By removing the pericarp, the technology contributes to reduce aflatoxin fungal contamination levels in maize kernels by 30 to 60 percent. Due to aflatoxins, Kenya has suffered maize production losses and, more importantly, a loss of human lives. In 2004, 124 people died due to aflatoxin contamination, and 155,000 90-kilogram bags of maize had to be discarded, according to government reports. Nixtamalization technology may therefore also contribute to increasing food safety for Kenyan consumers, who, according to the U.N. Food and Agriculture Organization, are not fully aware of the harvest, drying and storage techniques necessary to prevent mycotoxin growth and contamination.

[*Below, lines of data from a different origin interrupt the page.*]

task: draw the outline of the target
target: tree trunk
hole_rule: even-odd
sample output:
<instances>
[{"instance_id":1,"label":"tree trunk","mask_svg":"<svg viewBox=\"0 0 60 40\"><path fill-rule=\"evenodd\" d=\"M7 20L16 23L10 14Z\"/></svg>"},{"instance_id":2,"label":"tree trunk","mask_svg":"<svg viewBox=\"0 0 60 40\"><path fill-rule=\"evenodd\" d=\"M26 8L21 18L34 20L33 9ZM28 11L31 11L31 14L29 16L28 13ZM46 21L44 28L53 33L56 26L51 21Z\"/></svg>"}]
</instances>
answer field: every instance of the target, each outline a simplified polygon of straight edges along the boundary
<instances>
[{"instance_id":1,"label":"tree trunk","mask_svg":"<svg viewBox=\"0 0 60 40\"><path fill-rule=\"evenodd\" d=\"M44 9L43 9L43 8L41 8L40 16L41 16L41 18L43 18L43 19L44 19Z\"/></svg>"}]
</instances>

Participants prepare tortillas from nixtamalized dough. Photo: B. Wawa/CIMMYT
Participants prepare tortillas from nixtamalized dough. Photo: CIMMYT/Brenda Wawa

The benefits of nixtamalization will soon become a reality for Kenyans following the official presentation of nixtamalized maize mills to the Cabinet Secretary of Kenya’s Ministry of Agriculture, Livestock and Fisheries by Mexico’s ambassador to Kenya, Erasmo Martínez, which took place on 4 April 2016 in Nairobi. This event marked the official launch of a new project titled “Expanding maize utilization as food and enhancing nutrition improved health and development in Kenya through processing technologies from Mexico,” which will contribute to disseminating new technology across the country. The three-year project will be led by the Kenya Agricultural Livestock and Research Organisation (KALRO).

The launch was followed by a week of training of 27 trainers from the public and private sectors led by CIMMYT and its collaborators from the tortilla industry in Mexico City and the National Autonomous University of Mexico. The training focused on building the capacity of partners who will be the major drivers of the commercialization of nixtamalized products.

“Geographically Mexico is very far from Kenya, but we want to bring a technology that is benefiting millions of people in Mexico every day, and it’s my hope that this will go beyond Kenya,” Martínez said, lauding this milestone.  The Mexican embassy and the Mexican Agency for International Cooperation and Development played a crucial role in bringing the technology to Kenya.

“This technology is important because of its value addition to our food sector through reduction of aflatoxin exposure, increased market and income opportunities for youth and women, which will attract and improve their involvement in agribusiness,” said Sicily Kariuki, Cabinet Secretary for Public Service and Youth, who played a key role in the initial discussion on transferring this technology to Kenya.

KALRO will support raising awareness of the technology among small- and medium-sized companies, increasing their investment opportunities. KALRO is the custodian of the equipment donated by the Mexican government that is being used for training. CIMMYT will support this work by providing technical and capacity building expertise.

“We will help to evaluate and monitor grain quality besides developing resilient maize to ensure we have improved materials that fit the purpose of an efficient nixtamalization,” Palacios said. CIMMYT will also continue to collaborate with its partners on research aimed at finding further scientific evidence of the use of nixtamalization as a way of decreasing aflatoxin exposure.